Li Lei, Qin Juan, Lv Lianrong, Cheng Mengdan, Wang Biao, Xia Dan, Wang Shike
School of Integrated Circuit Science and Engineering, Tianjin University of Technology, Tianjin, 300384 China.
Int J Mach Learn Cybern. 2023 May 24:1-13. doi: 10.1007/s13042-023-01857-y.
In recent years, more attention paid to the spine caused by related diseases, spinal parsing (the multi-class segmentation of vertebrae and intervertebral disc) is an important part of the diagnosis and treatment of various spinal diseases. The more accurate the segmentation of medical images, the more convenient and quick the clinicians can evaluate and diagnose spinal diseases. Traditional medical image segmentation is often time consuming and energy consuming. In this paper, an efficient and novel automatic segmentation network model for MR spine images is designed. The proposed Inception-CBAM Unet++ (ICUnet++) model replaces the initial module with the Inception structure in the encoder-decoder stage base on Unet++ , which uses the parallel connection of multiple convolution kernels to obtain the features of different receptive fields during in the feature extraction. According to the characteristics of the attention mechanism, Attention Gate module and CBAM module are used in the network to make the attention coefficient highlight the characteristics of the local area. To evaluate the segmentation performance of network model, four evaluation metrics, namely intersection over union (IoU), dice similarity coefficient(DSC), true positive rate(TPR), positive predictive value(PPV) are used in the study. The published SpineSagT2Wdataset3 spinal MRI dataset is used during the experiments. In the experiment results, IoU reaches 83.16%, DSC is 90.32%, TPR is 90.40%, and PPV is 90.52%. It can be seen that the segmentation indicators have been significantly improved, which reflects the effectiveness of the model.

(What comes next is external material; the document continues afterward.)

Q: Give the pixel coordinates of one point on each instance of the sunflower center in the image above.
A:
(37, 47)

近年来,脊柱相关疾病引发了更多关注,脊柱解析(椎体和椎间盘的多类别分割)是各种脊柱疾病诊断和治疗的重要组成部分。医学图像分割越准确,临床医生评估和诊断脊柱疾病就越方便快捷。传统的医学图像分割往往既耗时又费力。本文设计了一种高效且新颖的用于磁共振脊柱图像的自动分割网络模型。所提出的Inception-CBAM Unet++(ICUnet++)模型在基于Unet++的编码器-解码器阶段用Inception结构替换了初始模块,它在特征提取过程中使用多个卷积核的并行连接来获取不同感受野的特征。根据注意力机制的特点,在网络中使用了注意力门模块和CBAM模块,使注意力系数突出局部区域的特征。为了评估网络模型的分割性能,研究中使用了四个评估指标,即交并比(IoU)、骰子相似系数(DSC)、真阳性率(TPR)、阳性预测值(PPV)。实验期间使用了已发布的SpineSagT2Wdataset3脊柱磁共振成像数据集。在实验结果中,IoU达到83.16%,DSC为90.32%,TPR为90.40%,PPV为90.52%。可以看出分割指标有了显著提高,这反映了该模型的有效性。